3.2 Electronic time stamping and proof rules
- The eIDAS Regulations, like the Decree of 20 April 2011, determine the proof rules applicable to electronic time stamping with the same scheme as the one relating to electronic signature. The reliability of the process must be established, it being understood that the reliability is presumed when the timestamp meets the conditions necessary to make it “qualified”. When these conditions, described below, are not met, simple timestamping remains valid, but the burden of proof of its reliability then is on the party invoking it.
- The eIDAS Regulation provides that qualified timestamping is provided by a trusted service provider who, in the same way as for electronic signatures, must have obtained a qualified status awarded by an inspection authority, i.e., in France, the ANSSI.
- In any event, paragraph 1 of Article 41 specifies that “the legal effect and admissibility as evidence in legal proceedings” should not be refused “solely on the grounds that it is in an electronic form or that it does not meet the requirements of the qualified electronic time stamp“.
- DOCUSIGN provides for a timestamp of the signature which is not qualified but has legal effect and probative value. Time stamping occurs after the electronic signature has been affixed to the document and fixes the content of the document and the signatures it contains over time. Proof of its reliability must be provided by the party invoking it. In this respect, what applies to the electronic signature itself applies here to timestamping.
- In these circumstances, the contract is effective and must be considered, on the basis of the evidence, as perfect after the last signature of the parties, unless expressly stipulated otherwise (e. g.: “This contract is deemed perfect and shall take effect as from …“).
4. Laws applicable to electronic signatures
- The question of the applicable law arises when a contract has a foreign element relating to the nationality of the contracting parties, the place of formation or performance of the contract, etc. The question of determining the applicable law is likely to arise when the signature is electronic, its dematerialization favoring signature from remote locations.

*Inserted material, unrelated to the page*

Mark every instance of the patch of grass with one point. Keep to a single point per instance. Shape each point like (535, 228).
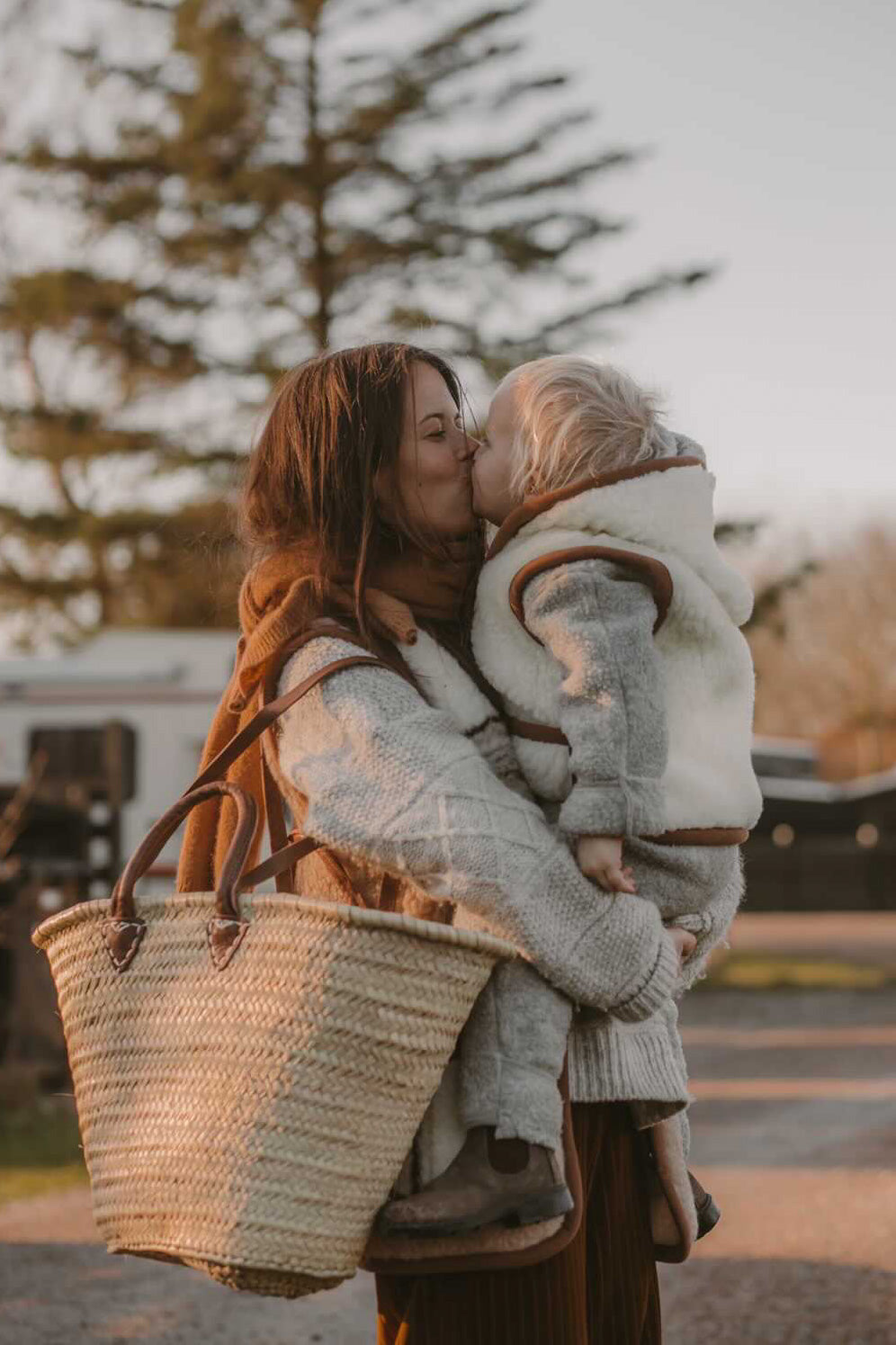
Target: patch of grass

- EC Regulation No. 593/2008 of 17 June 2008 on the applicable law to contractual obligations, known as “Rome I”, gives the parties the possibility to choose the law applicable to their contract. Article 3 provides that “a contract shall be governed by the law chosen by the parties. The choice shall be made expressly or clearly demonstrated by the terms of the contract or the circumstances of the case“.
- The Rome I Regulation specifies that the law applicable to the substance of the contract, designated by the parties, also governs the formation of the contract and its proof. Article 10 applicable to the “consent and material validity” of the contract provides that “the existence and validity of a contract, or of any term of a contract, shall be determined by the law which would govern it under this Regulation if the contract or term were valid”.
- Regarding proof rules, article 18 of the Regulation provides that “the law governing a contractual obligation under this Regulation shall apply to the extent that, in matters of contractual obligations, it contains rules which raise presumptions of law or determine the burden of proof“.
- Therefore the electronic signature expressing the consent of the parties and contributing to the existence of the contract, must be subject, as to proof, to the law applicable to the substance of the contract, in other words, to the law designated by the parties, wherever they may be physically located.
- Therefore, if the parties have chosen French law as the applicable law to their contract (or any other EU law, as French law has only transposed European Regulation No. 910/2014 of 23 July 2014 on electronic identification and trust services for electronic transactions in the internal market), it is this law that will apply to electronic signatures.